12 Jun Digital Media Superstar: Seagate?
It would have been easy to overlook last week’s flurry of announcements from hard disk drive stalwart Seagate. After all, this company has been making component hard drives for more than 20 years – and disk storage is, as everyone knows, a rather mundane commodity market where the greatest excitement comes from news that someone has packed another gigabyte of magnetic bits onto the head of a pin. So I won’t blame you if you didn’t pay much attention to – or even see – the announcement of 10 new disk-based products, including a 750GB hard disk for digital voice recorders (DVR) and an 8GB pocket drive.
If you missed this announcement, you also missed an interesting transformation at the leading provider of hard drive component devices. Over the past year, Seagate has made significant in-roads into the branded products business, fueled in part by its acquisition last year of Mirra (DEMOmobile 2003). Consumer digital media and electronic devices are driving both dollar and unit growth in the hard drive storage market, and it’s just not good enough for Seagate to have a big share of that market as an OEM supplier. The company wants to get its own brands into the market.
But with the exception of the Mirra Personal Server and the Pocket Drive, most hard disk storage is wrapped with a compelling media application or service. What’s an iPod, for example, without a big drive to store all that data? But few of the millions of iPod owners would think of their lovely MP3 player as a hard drive that happens to store and play back music.

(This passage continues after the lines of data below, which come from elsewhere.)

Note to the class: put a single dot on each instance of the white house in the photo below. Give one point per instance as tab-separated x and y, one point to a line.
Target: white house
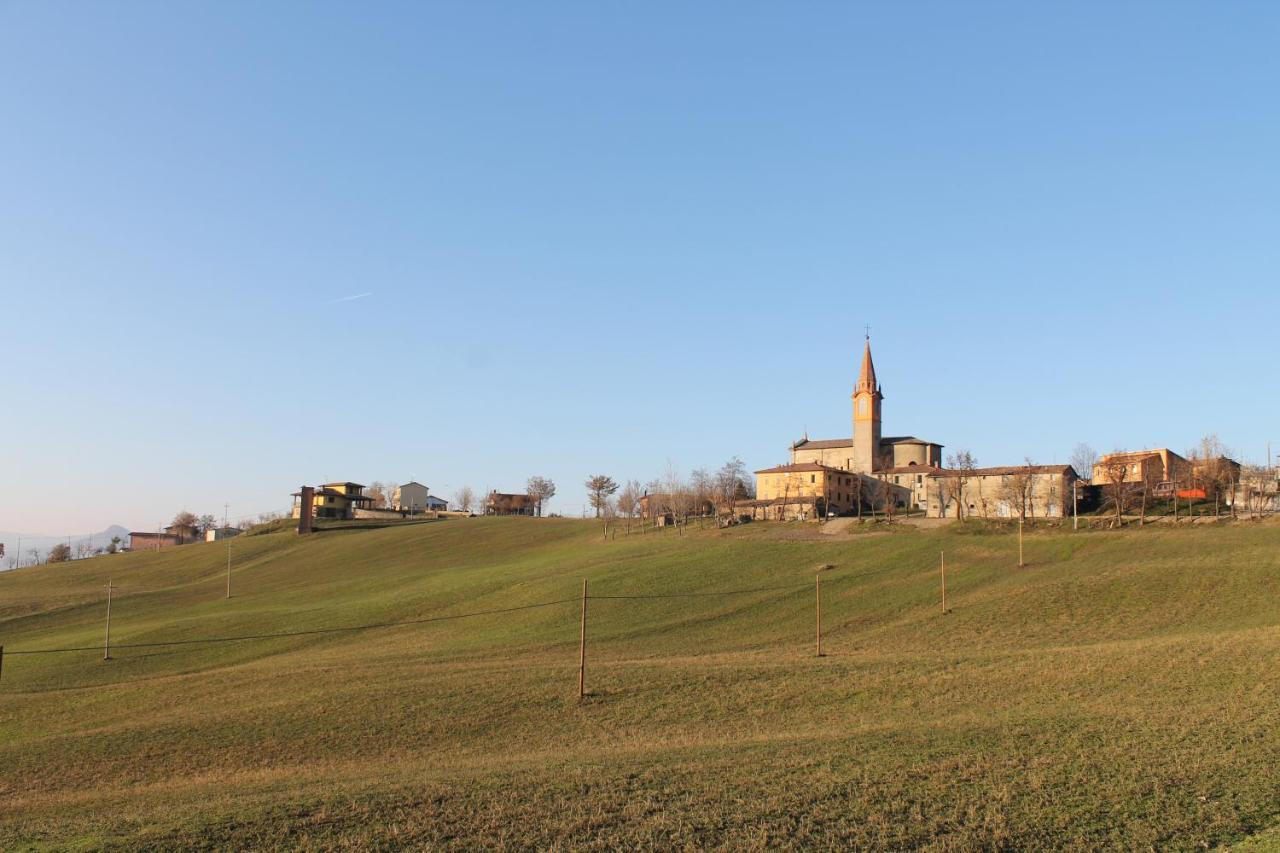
411	497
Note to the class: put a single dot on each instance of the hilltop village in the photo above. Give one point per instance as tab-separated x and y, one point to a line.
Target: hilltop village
867	475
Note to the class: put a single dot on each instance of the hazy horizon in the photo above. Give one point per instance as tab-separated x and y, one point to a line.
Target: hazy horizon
250	247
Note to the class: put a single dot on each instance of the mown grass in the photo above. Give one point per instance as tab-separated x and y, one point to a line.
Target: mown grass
1118	692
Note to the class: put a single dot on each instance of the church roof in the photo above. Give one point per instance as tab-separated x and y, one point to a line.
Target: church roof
823	443
795	468
910	469
867	375
905	439
1008	469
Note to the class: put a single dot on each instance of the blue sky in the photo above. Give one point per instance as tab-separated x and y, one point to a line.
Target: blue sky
597	237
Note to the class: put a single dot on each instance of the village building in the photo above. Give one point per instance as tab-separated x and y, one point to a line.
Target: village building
337	501
804	491
510	503
174	534
410	497
1153	466
869	471
1025	492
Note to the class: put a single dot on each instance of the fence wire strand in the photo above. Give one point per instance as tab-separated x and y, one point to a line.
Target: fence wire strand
210	641
298	633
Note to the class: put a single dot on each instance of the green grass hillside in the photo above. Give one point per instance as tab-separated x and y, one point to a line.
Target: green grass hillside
1120	690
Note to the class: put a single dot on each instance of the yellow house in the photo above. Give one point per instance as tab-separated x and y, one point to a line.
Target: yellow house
805	491
336	501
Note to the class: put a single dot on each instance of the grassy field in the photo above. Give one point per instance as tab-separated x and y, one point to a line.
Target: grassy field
1120	690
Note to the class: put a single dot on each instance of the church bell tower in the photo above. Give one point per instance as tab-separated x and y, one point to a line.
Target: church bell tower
867	411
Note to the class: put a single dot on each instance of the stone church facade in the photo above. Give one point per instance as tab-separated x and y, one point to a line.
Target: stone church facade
871	471
867	451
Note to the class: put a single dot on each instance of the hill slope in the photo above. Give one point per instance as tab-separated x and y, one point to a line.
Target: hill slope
1119	690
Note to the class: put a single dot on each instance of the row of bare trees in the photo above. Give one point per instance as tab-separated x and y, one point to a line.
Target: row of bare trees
673	498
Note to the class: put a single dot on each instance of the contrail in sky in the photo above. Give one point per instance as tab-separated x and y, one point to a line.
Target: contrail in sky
348	299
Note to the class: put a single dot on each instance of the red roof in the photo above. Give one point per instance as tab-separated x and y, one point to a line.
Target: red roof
803	466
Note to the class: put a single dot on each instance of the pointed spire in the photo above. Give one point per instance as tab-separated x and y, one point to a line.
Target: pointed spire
867	377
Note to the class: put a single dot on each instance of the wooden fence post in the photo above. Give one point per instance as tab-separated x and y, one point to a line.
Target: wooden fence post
581	649
944	555
1020	561
817	579
106	639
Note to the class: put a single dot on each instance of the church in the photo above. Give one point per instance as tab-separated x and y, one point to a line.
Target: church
844	475
868	451
873	471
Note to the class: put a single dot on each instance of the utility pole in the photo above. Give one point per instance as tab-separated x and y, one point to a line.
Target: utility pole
581	649
817	579
227	533
944	555
106	639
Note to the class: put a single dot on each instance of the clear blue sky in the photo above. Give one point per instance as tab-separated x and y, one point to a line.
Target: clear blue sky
602	236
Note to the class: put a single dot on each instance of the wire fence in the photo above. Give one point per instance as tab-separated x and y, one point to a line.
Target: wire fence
106	646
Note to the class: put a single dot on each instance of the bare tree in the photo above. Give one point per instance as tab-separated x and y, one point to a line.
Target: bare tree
599	489
1016	489
465	498
540	488
1083	459
629	500
1147	479
887	497
675	496
1214	470
702	491
732	484
1258	484
1115	470
963	465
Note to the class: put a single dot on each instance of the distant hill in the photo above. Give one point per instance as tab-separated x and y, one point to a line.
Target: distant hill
42	542
1116	692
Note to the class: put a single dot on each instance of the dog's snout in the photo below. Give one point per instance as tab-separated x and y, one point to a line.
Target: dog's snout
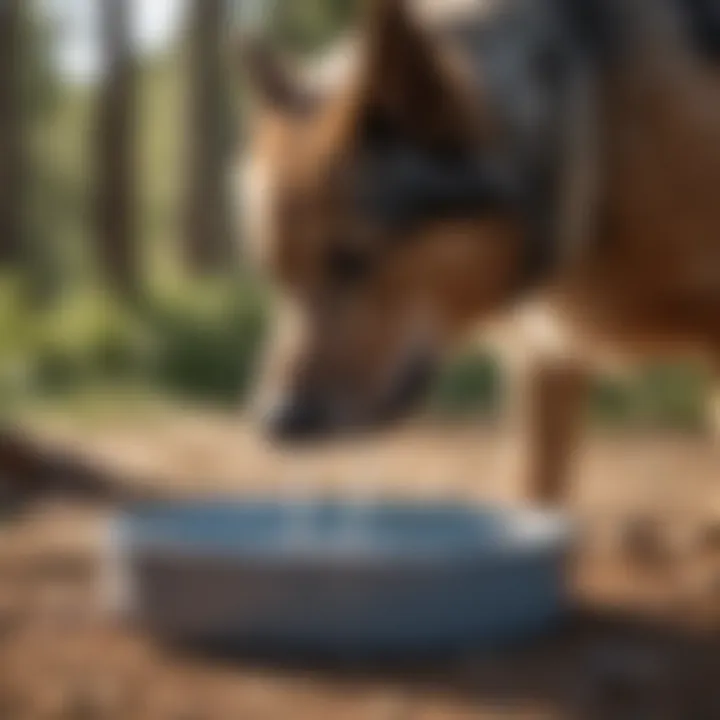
295	421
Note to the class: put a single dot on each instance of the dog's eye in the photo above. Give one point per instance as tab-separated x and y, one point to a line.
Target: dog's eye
348	265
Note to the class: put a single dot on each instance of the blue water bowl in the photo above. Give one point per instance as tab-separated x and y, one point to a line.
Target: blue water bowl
337	577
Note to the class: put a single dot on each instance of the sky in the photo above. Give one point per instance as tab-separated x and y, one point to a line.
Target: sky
155	24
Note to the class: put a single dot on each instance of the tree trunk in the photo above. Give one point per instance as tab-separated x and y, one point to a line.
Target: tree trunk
116	202
208	243
11	135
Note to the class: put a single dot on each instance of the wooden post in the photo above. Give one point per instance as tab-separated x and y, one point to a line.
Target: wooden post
208	242
116	115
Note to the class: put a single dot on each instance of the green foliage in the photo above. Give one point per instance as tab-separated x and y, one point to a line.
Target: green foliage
470	385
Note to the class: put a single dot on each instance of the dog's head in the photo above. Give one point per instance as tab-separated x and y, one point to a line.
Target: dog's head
386	226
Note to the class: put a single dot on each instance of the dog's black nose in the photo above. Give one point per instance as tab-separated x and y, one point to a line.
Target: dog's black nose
295	422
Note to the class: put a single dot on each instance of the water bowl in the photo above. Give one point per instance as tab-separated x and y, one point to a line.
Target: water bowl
341	578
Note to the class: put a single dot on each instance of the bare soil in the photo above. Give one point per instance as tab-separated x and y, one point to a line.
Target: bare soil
643	642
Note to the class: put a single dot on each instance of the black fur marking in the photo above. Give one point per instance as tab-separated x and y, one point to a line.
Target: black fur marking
595	26
703	18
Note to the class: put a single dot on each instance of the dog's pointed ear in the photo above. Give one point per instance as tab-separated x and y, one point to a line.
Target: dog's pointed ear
406	90
271	84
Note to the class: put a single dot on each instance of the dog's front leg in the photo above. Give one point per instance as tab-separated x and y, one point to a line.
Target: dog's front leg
546	418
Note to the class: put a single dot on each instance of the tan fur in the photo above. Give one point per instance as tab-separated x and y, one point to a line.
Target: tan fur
651	285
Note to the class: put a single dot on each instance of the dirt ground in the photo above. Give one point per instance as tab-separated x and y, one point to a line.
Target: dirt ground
643	641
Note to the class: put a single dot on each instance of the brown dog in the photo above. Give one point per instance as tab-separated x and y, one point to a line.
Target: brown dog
558	160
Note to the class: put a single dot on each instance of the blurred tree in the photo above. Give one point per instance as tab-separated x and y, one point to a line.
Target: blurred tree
208	242
116	116
308	25
12	163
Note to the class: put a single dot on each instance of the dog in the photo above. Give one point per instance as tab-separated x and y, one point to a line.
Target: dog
556	162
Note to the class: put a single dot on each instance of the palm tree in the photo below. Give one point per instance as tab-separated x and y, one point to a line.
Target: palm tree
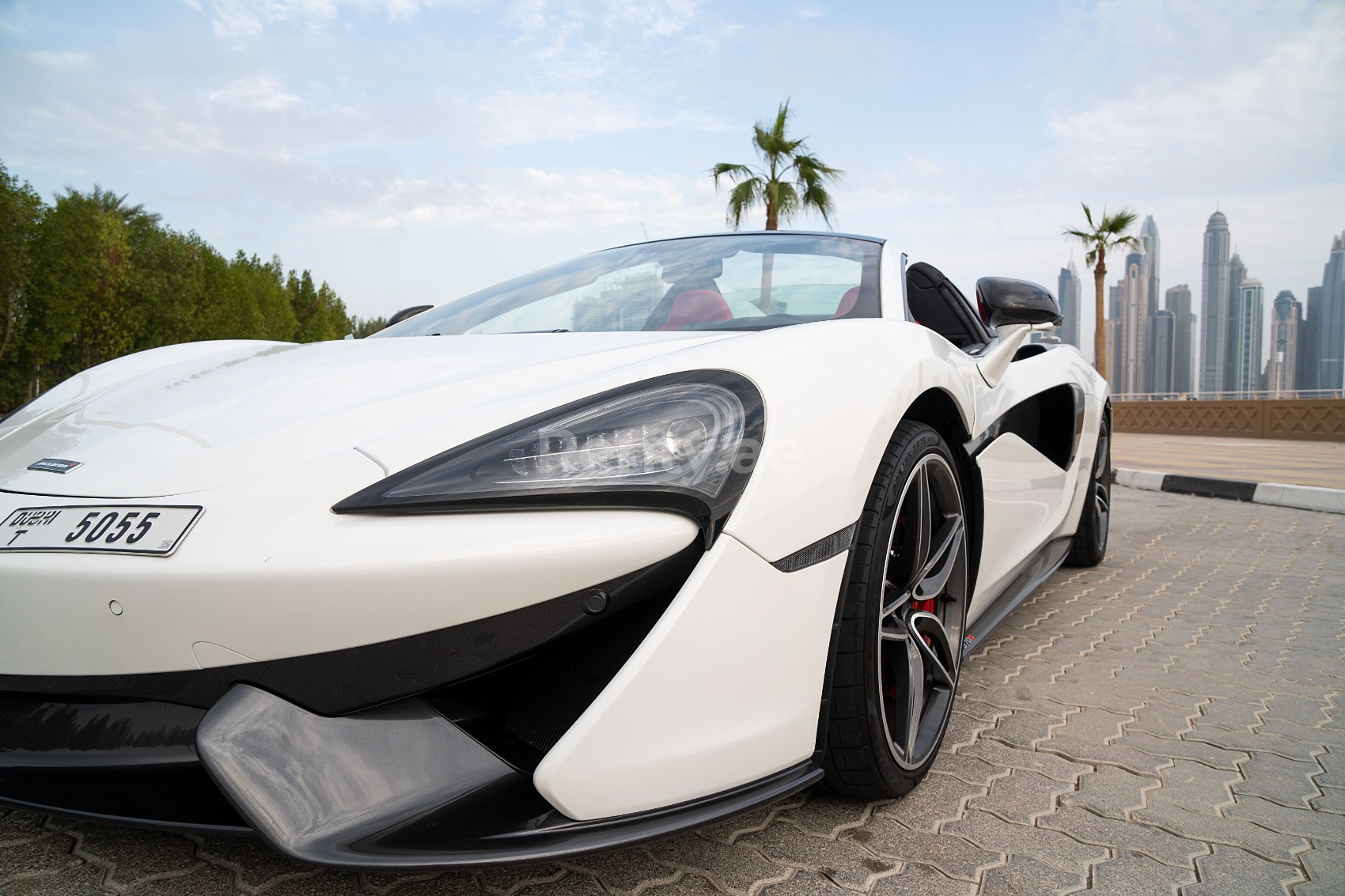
790	180
109	201
1107	233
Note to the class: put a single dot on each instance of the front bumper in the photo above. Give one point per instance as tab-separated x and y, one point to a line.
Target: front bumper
672	712
399	788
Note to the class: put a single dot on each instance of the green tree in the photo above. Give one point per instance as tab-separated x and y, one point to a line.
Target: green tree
367	326
21	217
82	265
1108	232
790	180
94	278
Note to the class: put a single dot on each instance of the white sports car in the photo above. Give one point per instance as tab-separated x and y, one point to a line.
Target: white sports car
601	554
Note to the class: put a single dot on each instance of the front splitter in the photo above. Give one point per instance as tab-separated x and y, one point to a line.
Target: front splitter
400	788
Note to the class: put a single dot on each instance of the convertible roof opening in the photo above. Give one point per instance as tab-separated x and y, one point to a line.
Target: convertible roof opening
732	282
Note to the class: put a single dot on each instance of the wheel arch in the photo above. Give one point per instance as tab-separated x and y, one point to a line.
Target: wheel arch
938	410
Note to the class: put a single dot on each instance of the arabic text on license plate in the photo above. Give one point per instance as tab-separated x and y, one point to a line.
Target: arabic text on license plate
124	529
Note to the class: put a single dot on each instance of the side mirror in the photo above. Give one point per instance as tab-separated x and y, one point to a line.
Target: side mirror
407	312
1004	301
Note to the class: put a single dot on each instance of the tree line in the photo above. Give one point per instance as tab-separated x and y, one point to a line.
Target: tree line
89	278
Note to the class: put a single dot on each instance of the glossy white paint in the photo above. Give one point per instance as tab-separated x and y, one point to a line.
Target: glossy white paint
267	437
263	577
1024	501
722	692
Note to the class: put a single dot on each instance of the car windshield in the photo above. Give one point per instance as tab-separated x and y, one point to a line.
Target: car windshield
749	282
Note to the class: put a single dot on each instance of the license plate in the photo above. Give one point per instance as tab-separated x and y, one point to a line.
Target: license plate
120	529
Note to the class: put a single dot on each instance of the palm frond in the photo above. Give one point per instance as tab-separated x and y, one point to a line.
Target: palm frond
814	170
743	198
733	172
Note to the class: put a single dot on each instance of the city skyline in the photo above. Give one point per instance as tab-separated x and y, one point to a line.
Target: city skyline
417	151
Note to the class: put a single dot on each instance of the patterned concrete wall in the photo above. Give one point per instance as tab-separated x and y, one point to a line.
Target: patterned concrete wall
1271	418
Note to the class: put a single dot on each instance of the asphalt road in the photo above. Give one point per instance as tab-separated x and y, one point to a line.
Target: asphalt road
1168	721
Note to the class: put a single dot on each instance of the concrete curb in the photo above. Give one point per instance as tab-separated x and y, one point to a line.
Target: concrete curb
1264	493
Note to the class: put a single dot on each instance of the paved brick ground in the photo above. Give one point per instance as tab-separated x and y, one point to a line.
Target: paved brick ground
1168	721
1302	463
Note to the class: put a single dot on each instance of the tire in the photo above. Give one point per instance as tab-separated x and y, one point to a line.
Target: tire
903	615
1089	544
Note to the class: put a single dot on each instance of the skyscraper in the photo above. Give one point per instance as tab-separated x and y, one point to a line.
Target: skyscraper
1161	327
1309	342
1177	301
1214	304
1130	377
1331	327
1237	274
1282	370
1149	240
1246	330
1068	288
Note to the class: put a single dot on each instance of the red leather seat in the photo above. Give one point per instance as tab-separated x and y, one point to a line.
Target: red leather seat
697	306
847	301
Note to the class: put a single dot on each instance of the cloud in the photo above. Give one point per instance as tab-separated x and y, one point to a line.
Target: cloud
534	201
61	61
655	17
257	93
237	19
1267	111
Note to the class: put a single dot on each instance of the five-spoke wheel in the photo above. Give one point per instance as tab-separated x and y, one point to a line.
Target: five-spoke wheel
901	622
923	610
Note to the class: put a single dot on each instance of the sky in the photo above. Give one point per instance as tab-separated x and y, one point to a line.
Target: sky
411	151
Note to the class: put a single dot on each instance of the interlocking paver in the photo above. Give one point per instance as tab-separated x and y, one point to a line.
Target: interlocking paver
1048	765
1173	713
1233	871
953	856
939	798
1281	781
1196	788
919	880
1112	792
1025	875
1325	867
1044	845
1152	841
1021	796
1331	801
1289	821
1177	748
1137	875
1229	832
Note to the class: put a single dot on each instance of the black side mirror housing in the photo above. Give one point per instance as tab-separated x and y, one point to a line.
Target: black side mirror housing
407	312
1004	301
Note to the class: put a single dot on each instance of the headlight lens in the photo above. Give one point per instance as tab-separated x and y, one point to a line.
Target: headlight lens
684	441
685	435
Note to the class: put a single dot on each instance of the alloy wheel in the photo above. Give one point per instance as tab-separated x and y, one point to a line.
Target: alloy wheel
923	611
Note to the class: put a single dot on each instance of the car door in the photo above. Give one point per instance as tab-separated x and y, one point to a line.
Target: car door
1028	428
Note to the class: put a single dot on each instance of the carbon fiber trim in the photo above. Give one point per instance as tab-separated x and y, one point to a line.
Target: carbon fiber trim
828	548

No, these devices are decidedly a music player that can hold a lot of songs. Little elves could be inside the iPod, for all they care.
So for Seagate to make it in the branded products consumer market, the company has to deliver services and applications wrapped around its hard drive storage. That spells big opportunity for digital media ventures looking for an avenue to market. It may not be enough, in time, to be a great photo sharing or video or music site. These companies may present more strongly as a vertically integrated device/service combination, and Seagate just may be a motivated partner.
I’ve run several scenarios by the leadership of Seagate’s branded products initiatives, and have been impressed by their open-mindedness and initiative to grow and capture this emerging market segment.
So although last week’s barrage of hard disk-based products may have missed your attention, I suspect that in due time, Seagate will turn a lot of heads with an innovative mix of digital media applications and services – all of which rely on reliable storage to make them tick.
When that day arrives, a lot of folks will be surprised and maybe even skeptical of this “new kid” in the digital media town. Funny, but Seagate will have been there all along.